Darryl Harris, a union delegate, alleges that its members have been purposely kept off the job and threatened with police action if they showed up to work there.
Island Structures Engineering is the architect; Crossroad Construction is the general contractor. Mr. Harris claims Island Structure had sent a letter “saying if 66 or the Laborers, or anyone in the organization are on the job they’ll call the police and escort them off the job.”
Speaking by phone on Tuesday morning, Bill Schlumpf, president of Island Structures, denied such a letter and objected to Mr. Harris’s claim. “The use of either union or non-union prevailing-wage-compliant labor on such a municipal project is not within our control or even purview of recommendation,” he said in an email, “as long as the publicly bid and accepted contractor complies with the prevailing wage requirements.”
According to the National Alliance for Fair Contracting, New York’s prevailing wage law “ensures that contractors and subcontractors on public works projects pay their employees the appropriate prevailing wage, as established by the Department of Labor. These requirements apply to all parties involved in a public work contract, regardless of whether they have a direct contractual relationship with the public entity.”
“Our only recommendation to Local 66 was to discuss the matter with the town,” Mr. Schlumpf said. “That notwithstanding, we do have a universal policy of site access restrictions to those not directly involved in the project.”
Mr. Harris said that the union would take its protest to Town Hall next “We’re going to go there because we did not get a response from anybody else,” Mr. Harris said.
The Montauk Playhouse Community Center Foundation declined to comment and deferred to the Town of East Hampton, which owns the building and is taking the lead on the project after the foundation spearheaded fund-raising for it.

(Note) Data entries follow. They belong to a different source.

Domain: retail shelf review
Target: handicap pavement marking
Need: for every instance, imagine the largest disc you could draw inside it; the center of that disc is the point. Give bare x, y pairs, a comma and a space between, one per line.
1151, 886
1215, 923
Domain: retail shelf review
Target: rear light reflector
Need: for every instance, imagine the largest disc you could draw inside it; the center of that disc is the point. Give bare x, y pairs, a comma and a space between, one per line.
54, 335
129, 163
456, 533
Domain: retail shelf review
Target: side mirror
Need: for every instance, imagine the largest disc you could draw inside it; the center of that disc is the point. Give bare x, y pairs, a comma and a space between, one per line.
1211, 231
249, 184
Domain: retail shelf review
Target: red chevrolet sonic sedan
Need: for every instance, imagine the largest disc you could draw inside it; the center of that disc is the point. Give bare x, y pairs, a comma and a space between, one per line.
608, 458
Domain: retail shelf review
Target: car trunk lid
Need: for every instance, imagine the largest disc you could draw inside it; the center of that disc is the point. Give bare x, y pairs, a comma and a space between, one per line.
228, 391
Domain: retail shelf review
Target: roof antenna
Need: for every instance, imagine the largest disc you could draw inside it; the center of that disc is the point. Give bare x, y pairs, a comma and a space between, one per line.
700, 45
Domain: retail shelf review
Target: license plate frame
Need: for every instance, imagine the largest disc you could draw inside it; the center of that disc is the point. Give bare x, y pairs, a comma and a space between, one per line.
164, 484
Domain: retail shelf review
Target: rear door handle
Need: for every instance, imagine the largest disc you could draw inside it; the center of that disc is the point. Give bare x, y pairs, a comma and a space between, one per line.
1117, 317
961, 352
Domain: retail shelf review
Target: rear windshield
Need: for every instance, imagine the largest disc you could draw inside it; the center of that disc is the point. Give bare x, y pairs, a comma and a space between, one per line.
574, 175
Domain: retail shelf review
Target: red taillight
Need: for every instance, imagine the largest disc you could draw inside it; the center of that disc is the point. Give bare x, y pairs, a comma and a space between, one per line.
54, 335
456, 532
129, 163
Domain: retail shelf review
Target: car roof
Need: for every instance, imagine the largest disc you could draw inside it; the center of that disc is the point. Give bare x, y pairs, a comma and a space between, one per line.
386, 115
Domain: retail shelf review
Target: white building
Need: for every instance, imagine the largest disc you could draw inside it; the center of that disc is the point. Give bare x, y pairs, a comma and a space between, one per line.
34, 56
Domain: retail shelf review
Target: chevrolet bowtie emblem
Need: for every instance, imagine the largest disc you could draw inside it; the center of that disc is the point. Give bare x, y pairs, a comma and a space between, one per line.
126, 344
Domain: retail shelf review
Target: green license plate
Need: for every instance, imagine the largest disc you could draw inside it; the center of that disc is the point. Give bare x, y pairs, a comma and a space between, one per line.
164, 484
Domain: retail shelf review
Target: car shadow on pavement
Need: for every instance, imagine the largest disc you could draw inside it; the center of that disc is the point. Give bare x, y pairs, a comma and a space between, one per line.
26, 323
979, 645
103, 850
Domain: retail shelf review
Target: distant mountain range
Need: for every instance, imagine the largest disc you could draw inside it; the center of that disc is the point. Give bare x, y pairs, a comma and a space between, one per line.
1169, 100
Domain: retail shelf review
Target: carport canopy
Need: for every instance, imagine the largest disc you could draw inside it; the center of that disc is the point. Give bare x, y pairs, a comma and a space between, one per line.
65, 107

The town “supports organized labor and respects the union’s right to express their concerns,” the town said in a statement released on Nov. 13 by the supervisor’s public information officer, Patrick Derenze.
“The Montauk Playhouse project . . . which has been largely constructed by union labor, is fully compliant with prevailing wage and Wicks Law requirements, and all aspects of the bidding process have been handled in strict accordance with state law. We are committed to completing this important community project on schedule, with the utmost respect for the union workers whose expertise, dedication, and labor have been integral to its success.”